SUD Lycéens à Rennes, en 2016. [DR]

Automne 2004. Le gouvernement Raffarin lance sa réforme de l’éducation. Ce qui deviendra la loi Fillon, du nom de celui qui n’est pas encore justiciable mais alors ministre de l’éducation, touche au baccalauréat en tentant, déjà, d’y introduire le contrôle continu dans un contexte de restrictions budgétaires. Très vite, les premières manifestations d’enseignant∙es et de lycéen∙nes ont lieu. En février, le mouvement lycéen prend de l’ampleur : 100 000 lycéen∙nes défilent en France le 10 février, puis 150 000 cinq jours plus tard. Le 8 mars ce chiffre culmine à 200 000 selon les syndicats ; la police en compte 165 000 pour sa part.

Faiblement implantées, les organisations lycéennes historiques (UNL et FIDL[1]) proches du Parti socialiste sont rapidement dépassées. Des Comités d’action lycéen (CAL[2]) se mettent en place, une coordination nationale lycéenne se réunit, les assemblées générales et les coordinations prennent la tête du mouvement. S’il semble que de premières expériences de « SUD lycées » aient pu préexister, c’est durant ce mouvement et dans les mois qui suivent que se créent les premiers SUD lycéens dont on garde trace, par exemple à Saint-Brieuc dans les Côtes d’Armor, à Grenoble en Isère ou à Orléans dans le Loiret. Il est à noter que ces syndicats prennent tout de suite contact avec les Solidaires locaux des départements concernés dans une réelle démarche de lien interprofessionnel qui dépasse le simple attrait exercé par l’accès au duplicopieur.

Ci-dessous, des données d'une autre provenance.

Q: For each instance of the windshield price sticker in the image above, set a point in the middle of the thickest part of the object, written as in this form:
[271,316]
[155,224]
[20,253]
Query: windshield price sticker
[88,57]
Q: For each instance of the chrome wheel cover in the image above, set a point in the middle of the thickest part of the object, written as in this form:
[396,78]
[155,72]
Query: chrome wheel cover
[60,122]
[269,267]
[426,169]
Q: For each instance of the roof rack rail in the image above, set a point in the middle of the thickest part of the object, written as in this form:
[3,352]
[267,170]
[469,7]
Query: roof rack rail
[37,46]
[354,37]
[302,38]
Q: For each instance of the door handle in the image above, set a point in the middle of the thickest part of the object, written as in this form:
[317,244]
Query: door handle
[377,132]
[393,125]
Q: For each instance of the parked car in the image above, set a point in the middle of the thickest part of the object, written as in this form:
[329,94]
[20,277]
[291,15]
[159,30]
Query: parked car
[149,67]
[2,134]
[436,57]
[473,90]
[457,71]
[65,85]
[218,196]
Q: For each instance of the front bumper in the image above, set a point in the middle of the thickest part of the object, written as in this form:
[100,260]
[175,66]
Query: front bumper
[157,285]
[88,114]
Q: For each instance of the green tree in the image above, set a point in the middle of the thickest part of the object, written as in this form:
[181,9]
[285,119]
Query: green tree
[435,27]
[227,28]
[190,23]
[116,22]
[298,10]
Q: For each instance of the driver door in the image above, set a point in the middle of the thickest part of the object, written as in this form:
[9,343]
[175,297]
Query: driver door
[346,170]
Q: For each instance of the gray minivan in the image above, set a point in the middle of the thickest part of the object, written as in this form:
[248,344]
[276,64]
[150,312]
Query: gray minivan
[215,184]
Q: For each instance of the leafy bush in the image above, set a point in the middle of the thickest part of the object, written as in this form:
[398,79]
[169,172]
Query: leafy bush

LE SYNDICALISME LYCÉEN, UNE HISTOIRE RÉCENTE

Le syndicalisme lycéen reste relativement récent. Encore non reconnu officiellement et composé d’associations 1901 ou d’associations de fait, il apparaît à la fin des années 80. Alors que les CAL et les coordinations restaient, depuis 1968, la forme privilégiée d’organisation, un premier syndicat lycéen se créé à la suite du mouvement de 1986 contre la loi Devaquet : la FIDL. Le mouvement contre le CIP de 1994 verra ensuite la naissance de l’UNL. Ces structures font le pari de la pérennisation d’un appareil pour organiser un groupe dont la rotation est par nature forte : trois ans quand tout se passe bien (quatre ans jusqu’en 2009 dans les lycées professionnels). Les parcours militants dans le syndicalisme lycéen sont d’autant plus courts qu’il est rare de s’y engager dès la seconde et que beaucoup lèvent le pied à l’approche du baccalauréat. Si l’on y ajoute le fort lien avec les mouvements sociaux (UNL, FIDL et SUD se créent tous à l’occasion d’un mouvement social d’ampleur) et le faible nombre d’adhérent∙es, on perçoit combien la pérennisation du syndicat s’avère compliquée.

L’UNL et la FIDL, adossées à des structures « adultes » et bénéficiant de financements publics, tentent de contourner le problème par le recours à des permanent∙es salarié∙es et la continuité de certains mandats comme la présidence jusqu’à un an après la fin du lycée. La FIDL s’est notamment distinguée par le volontarisme de permanents adultes à maintenir un syndicat lycéen pourtant dépourvu d’adhérent∙es scolarisé∙es en lycée.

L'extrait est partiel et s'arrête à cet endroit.